私がこれから学園生活で行うことは二つ。私が生き続けられるようにストーリーを進めること、そして、彼女に悟られないように追放エンドに導くことだ。
“ヒロイン”はどうやら転生者ではないらしい。それは好都合だったのだが、やつはいわゆるお花畑ヒロインのようだった。王家に嫁ぐことで生まれる義務など想像していないのだろうと思った。
ゲームの強制力によって、やつを好きになってしまうのかと懸念していたが、杞憂だった。まあ、感情にまで強制力がはたらくのなら彼女は私を好いているはずなので、当然と言えば当然である。
私の一方的な恋心からの行動に利用することに良心の呵責がなかったわけではないが、私はやつを利用した。私にとって、彼女以外の人間はやはり創造物の一部でしかなかったのだ。
学園生である三年間、彼女は非常にうまくやった。ゲーム通りに、傲岸不遜なわがまま令嬢であった。そして、婚約破棄と国外追放を言い渡される程の、しかし、それ以上の処罰はうけない程の絶妙ないやがらせを仕掛けた。そう、ゲーム通りに。
私がしたことといえば、彼女の自称取り巻きたちが度を過ぎたいやがらせをしないように警戒することだけだ。好いた相手を殺したくなどなかったから。
そして、現在に至るわけだ。まったくもって少しではなかった自分語りに付き合ってくれたことに感謝する。予定通り断罪イベントが行われ、彼女は追放されることになる。私は、特に好いてもいないやつと一緒になるために彼女を断罪するのだ。

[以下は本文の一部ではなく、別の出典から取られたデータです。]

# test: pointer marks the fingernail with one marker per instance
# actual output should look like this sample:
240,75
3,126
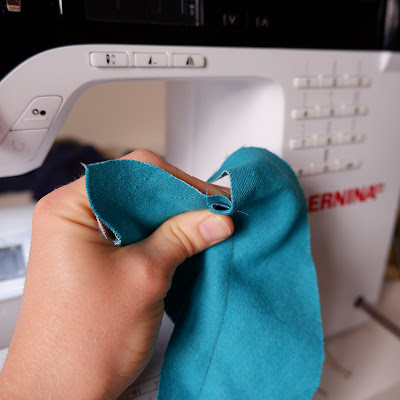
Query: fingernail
214,229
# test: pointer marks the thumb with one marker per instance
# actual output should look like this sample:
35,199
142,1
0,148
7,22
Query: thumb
185,235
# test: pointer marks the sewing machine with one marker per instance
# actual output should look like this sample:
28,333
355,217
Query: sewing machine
321,90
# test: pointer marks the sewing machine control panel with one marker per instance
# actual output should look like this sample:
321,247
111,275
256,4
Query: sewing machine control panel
330,110
146,60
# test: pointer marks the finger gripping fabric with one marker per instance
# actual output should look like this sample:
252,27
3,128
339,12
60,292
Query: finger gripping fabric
246,311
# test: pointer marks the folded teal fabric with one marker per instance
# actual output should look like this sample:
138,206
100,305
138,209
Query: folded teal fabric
246,311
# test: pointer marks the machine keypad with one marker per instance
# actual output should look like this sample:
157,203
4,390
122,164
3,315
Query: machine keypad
331,81
337,165
335,111
341,138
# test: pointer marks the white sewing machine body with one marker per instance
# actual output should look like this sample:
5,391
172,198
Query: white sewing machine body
332,115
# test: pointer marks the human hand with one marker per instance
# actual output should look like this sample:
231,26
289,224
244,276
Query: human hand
91,311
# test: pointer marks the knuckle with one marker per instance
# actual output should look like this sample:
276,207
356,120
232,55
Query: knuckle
184,245
153,280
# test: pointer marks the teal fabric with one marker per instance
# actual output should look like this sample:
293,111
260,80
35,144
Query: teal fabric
246,311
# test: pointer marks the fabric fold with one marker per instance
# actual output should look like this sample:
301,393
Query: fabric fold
246,311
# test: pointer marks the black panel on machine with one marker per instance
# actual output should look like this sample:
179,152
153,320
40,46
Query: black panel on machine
44,24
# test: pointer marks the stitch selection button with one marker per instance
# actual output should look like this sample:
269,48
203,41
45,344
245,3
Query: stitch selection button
189,61
151,60
109,60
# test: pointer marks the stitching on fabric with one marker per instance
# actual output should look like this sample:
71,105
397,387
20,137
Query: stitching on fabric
228,284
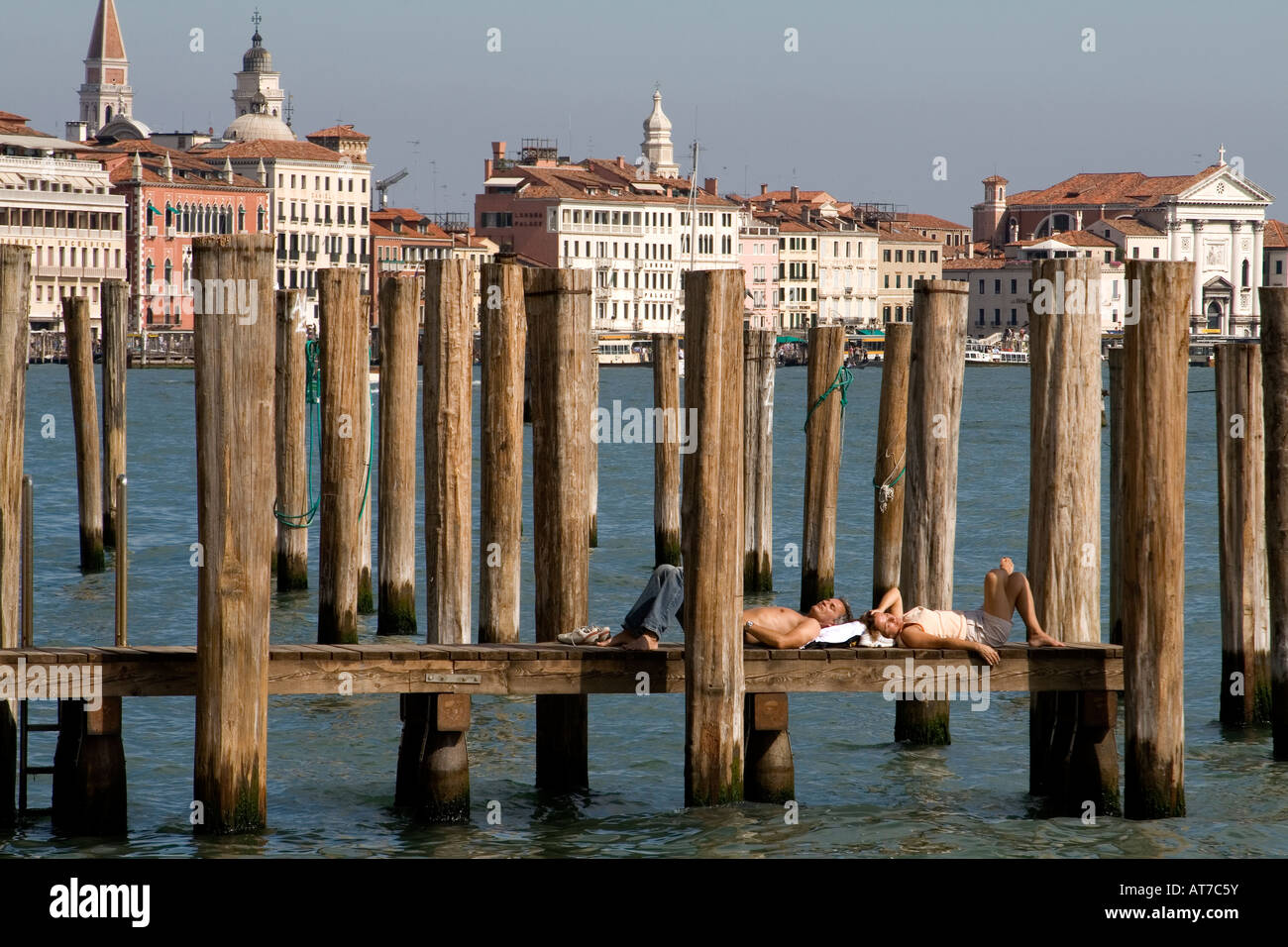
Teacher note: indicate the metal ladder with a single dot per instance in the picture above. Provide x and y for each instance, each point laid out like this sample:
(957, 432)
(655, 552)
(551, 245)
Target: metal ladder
(25, 723)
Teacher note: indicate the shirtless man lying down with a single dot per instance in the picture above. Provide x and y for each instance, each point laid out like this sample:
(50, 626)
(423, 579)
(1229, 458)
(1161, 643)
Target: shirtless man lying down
(980, 630)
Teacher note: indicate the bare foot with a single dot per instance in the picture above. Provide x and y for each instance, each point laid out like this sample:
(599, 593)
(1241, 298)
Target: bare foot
(1041, 639)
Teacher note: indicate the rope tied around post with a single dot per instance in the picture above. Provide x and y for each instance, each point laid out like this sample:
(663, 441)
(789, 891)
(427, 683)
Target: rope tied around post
(885, 488)
(838, 384)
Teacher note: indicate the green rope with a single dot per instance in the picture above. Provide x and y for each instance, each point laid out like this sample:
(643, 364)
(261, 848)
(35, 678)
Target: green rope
(313, 434)
(838, 384)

彼女がしたいやがらせを一覧にした、罪状のようなものを読みあげる。残念ながら、これらは事実だ。万が一にも冤罪を訴えて助けようとするものがでないように、彼女が自ら行った。
再び、処罰を告げる。彼女が応える。
「左様ですか。それでは、謹んでその処罰をお受けします。お慕いしておりました、殿下」
普段とはまったく異なる彼女の態度に周囲が一瞬ざわつく。私が一瞥すると、すぐに静かになったが。
演技だとわかっていても、その言葉に酷く胸が痛んだ。私は、彼女の幸運を祈りながら、その背中を見送った。

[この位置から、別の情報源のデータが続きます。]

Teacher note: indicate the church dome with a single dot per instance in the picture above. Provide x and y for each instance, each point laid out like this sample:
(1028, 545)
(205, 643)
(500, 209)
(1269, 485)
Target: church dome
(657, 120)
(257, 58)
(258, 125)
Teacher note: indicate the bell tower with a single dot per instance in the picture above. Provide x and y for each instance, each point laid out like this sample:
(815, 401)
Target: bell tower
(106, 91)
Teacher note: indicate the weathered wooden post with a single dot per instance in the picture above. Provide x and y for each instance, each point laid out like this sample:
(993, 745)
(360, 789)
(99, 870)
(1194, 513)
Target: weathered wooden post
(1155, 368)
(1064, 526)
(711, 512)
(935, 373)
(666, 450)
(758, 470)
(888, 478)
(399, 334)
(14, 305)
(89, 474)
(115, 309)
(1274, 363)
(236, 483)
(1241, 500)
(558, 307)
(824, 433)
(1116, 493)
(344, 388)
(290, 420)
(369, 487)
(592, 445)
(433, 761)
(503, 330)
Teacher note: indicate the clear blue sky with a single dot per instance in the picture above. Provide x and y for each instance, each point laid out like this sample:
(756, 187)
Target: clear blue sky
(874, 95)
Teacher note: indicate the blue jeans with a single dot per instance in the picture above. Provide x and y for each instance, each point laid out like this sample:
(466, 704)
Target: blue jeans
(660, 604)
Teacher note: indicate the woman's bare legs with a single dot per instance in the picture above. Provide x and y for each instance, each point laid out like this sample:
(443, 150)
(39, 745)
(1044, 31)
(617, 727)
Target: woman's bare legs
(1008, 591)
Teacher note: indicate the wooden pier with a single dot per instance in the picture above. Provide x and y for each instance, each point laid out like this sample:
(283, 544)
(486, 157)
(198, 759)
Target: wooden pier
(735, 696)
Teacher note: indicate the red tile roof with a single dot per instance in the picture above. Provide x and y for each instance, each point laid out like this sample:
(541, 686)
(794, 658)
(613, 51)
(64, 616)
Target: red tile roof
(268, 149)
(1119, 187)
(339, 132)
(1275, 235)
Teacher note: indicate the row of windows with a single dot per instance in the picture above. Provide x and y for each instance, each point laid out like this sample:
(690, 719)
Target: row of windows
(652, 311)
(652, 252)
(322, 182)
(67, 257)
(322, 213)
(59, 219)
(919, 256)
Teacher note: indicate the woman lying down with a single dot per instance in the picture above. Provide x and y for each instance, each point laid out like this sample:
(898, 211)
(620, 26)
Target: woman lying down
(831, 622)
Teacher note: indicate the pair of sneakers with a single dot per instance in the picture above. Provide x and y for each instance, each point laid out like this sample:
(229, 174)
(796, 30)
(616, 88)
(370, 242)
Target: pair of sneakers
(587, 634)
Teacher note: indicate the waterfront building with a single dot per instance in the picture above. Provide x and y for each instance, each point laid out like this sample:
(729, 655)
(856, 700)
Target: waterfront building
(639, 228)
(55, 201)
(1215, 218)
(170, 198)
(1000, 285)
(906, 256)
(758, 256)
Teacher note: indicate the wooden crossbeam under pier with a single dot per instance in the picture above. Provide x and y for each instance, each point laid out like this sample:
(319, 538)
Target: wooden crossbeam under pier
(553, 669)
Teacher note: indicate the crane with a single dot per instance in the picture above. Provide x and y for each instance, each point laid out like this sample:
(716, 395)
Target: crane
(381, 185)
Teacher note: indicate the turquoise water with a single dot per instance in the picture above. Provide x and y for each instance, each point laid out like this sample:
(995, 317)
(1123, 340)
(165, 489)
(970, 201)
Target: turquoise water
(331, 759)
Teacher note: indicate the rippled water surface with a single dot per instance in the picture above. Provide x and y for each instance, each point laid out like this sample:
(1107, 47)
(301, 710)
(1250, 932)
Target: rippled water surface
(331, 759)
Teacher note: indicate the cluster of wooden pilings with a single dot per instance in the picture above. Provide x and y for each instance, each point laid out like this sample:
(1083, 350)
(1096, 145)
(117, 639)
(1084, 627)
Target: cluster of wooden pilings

彼女は家族の前でも演技をしていた。だから、今後公爵家からの援助も受けることはない。大衆の目前で婚約破棄された恥さらしとして家を追われるのだ。
だが、私は知っている。彼女は国外に居場所をつくっている。私も手のものを紛れさせており、何かあれば力を貸すように用意してある。

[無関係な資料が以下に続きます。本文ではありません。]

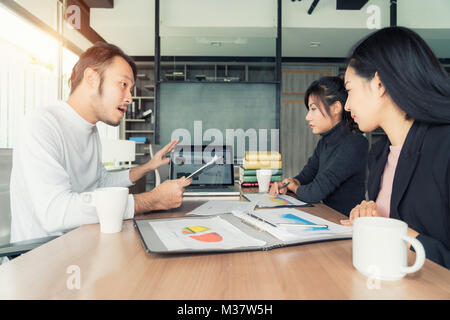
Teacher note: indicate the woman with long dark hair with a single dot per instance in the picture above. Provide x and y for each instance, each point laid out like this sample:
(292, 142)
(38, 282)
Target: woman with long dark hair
(335, 173)
(394, 81)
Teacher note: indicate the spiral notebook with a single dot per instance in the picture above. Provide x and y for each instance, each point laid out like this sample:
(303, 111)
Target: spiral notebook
(237, 231)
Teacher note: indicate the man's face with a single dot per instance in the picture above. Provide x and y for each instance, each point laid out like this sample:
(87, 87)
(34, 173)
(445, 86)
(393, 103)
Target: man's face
(114, 92)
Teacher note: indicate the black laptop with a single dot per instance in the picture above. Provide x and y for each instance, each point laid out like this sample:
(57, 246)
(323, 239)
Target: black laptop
(217, 180)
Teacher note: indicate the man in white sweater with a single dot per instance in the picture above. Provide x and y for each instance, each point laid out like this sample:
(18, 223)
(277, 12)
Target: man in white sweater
(58, 155)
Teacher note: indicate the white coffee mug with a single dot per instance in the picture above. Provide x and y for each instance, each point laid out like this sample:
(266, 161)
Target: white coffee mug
(263, 176)
(380, 248)
(110, 203)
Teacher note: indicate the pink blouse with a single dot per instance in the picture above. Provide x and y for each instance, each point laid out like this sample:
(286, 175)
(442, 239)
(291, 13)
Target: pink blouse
(384, 196)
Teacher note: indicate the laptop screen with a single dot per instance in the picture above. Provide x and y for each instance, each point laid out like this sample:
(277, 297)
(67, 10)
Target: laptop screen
(187, 159)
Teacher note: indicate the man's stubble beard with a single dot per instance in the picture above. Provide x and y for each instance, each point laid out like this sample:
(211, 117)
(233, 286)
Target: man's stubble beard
(100, 108)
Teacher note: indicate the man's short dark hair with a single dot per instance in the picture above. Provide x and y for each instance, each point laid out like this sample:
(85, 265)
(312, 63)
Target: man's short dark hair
(98, 57)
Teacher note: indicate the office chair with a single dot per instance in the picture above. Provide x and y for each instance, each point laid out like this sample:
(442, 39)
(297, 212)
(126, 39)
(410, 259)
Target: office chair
(8, 249)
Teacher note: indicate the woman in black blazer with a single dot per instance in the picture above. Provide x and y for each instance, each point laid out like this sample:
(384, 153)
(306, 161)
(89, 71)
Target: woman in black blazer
(394, 81)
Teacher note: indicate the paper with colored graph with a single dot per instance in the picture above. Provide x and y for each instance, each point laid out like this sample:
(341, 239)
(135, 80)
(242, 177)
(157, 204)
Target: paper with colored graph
(282, 216)
(290, 217)
(265, 200)
(198, 234)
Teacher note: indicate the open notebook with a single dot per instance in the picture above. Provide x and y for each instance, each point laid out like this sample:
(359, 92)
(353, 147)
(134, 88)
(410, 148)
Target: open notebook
(237, 231)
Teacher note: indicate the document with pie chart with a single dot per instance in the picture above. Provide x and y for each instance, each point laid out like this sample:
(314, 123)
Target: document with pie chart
(202, 234)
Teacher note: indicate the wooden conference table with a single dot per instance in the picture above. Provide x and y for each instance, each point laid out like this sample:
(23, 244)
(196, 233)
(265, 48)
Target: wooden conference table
(115, 266)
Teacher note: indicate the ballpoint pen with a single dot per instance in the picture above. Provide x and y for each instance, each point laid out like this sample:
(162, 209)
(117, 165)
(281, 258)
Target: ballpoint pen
(320, 226)
(261, 219)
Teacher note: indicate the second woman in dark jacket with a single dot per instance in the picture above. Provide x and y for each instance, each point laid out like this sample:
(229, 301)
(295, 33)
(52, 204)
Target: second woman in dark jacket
(335, 173)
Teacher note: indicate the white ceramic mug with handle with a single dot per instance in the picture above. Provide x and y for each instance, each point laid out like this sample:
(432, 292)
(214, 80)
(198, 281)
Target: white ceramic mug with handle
(263, 177)
(110, 203)
(380, 248)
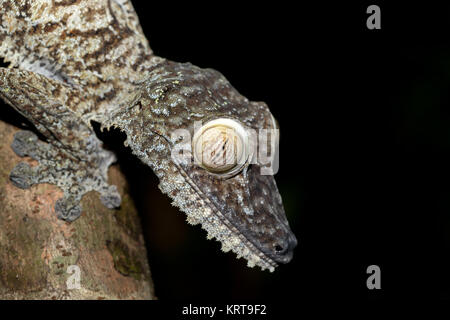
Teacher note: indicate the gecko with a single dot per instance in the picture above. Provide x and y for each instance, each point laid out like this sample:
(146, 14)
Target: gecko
(73, 63)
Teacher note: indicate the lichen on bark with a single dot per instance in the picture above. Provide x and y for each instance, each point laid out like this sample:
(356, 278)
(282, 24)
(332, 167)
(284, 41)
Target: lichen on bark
(36, 249)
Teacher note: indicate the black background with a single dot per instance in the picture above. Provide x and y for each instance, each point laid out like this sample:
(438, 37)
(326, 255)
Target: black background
(365, 139)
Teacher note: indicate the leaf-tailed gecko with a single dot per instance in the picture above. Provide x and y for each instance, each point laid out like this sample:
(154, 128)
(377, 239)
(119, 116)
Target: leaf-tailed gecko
(72, 62)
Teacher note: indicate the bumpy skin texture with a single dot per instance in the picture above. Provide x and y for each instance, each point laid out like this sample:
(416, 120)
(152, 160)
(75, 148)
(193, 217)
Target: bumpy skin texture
(73, 61)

彼女のわがままが演技だったと知るものは、私の他にいない。すべての王国民が、愛らしく優しい、新しい婚約者を歓迎した。
時折、手の者から報告が届いた。彼女は国外で楽しくやっているようだった。
私は、淡々と自分の役割を果たして、長く生きた。そして、やつは意外にも王族の義務をしっかりこなした。
だが、私が彼女以外の者に心惹かれることはなかった。